During a later press conference with local media, he compared Barr to Tennessee Titans star Jevon Kearse, a first-round draft pick in 1999 and a three-time Pro Bowler. The senior’s sacks are down a bit this year at four on the season, but that’s against increased double teams. He also leads the conference with an eyepopping 10.0 tackles for loss.
UCLA will need a strong performance from Barr (though freshman Myles Jack should be primed for another big game too). Stanford’s offensive line has allowed just seven sacks on the season, tied for the second-fewest in the conference; the Cardinal have been among the three best teams in this stat every year since 2007.
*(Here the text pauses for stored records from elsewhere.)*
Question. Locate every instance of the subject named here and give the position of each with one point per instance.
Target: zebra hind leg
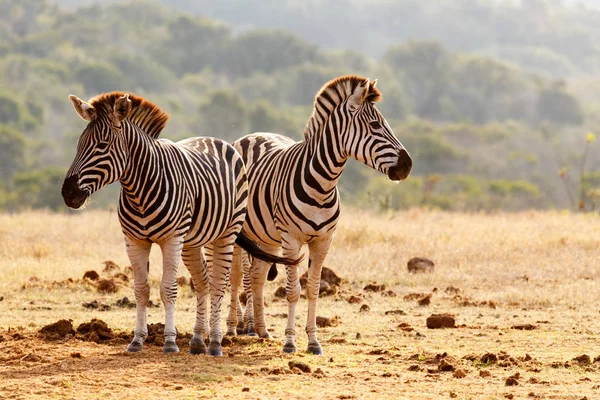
(222, 257)
(171, 251)
(139, 253)
(195, 263)
(235, 313)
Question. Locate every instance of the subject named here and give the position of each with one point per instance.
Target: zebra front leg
(258, 272)
(194, 261)
(318, 251)
(171, 251)
(234, 304)
(247, 282)
(138, 253)
(219, 275)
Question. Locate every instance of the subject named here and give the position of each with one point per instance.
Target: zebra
(293, 195)
(182, 196)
Stanford linebacker Trent Murphy is likely the conference’s best defender after Barr, and has five sacks to tie UCLA defensive end Keenan Graham for the Pac-12 lead. Murphy, Gardner and linebacker Shayne Skov all came back for a fifth year in the Bay Area to try for a national title;
Receiver Ty Montgomery may be the most exciting player in the league. The junior runs crisp routes, but is most thrilling when he gets a chance to freestyle. He has returned two kickoffs for touchdowns this season, one coming in each of his last two games. The total ties him for the national lead, and he’s alone at No. 1 with 12 all-purpose plays of at least 30 yards.
UCLA has covered kickoffs well this season, but Cal’s Khalfani Muhammad would have had a touchdown return had he broken punter Sean Covington’s tackle last week.
Did you know?: David Shaw has never, ever had an alcoholic drink. “He saw a lot of examples of people not being in control, and he likes to be in control of himself,” his wife Kori told the San Francisco Chronicle. “I don’t think he sees the point of drinking.” Honestly, this is not surprising at all.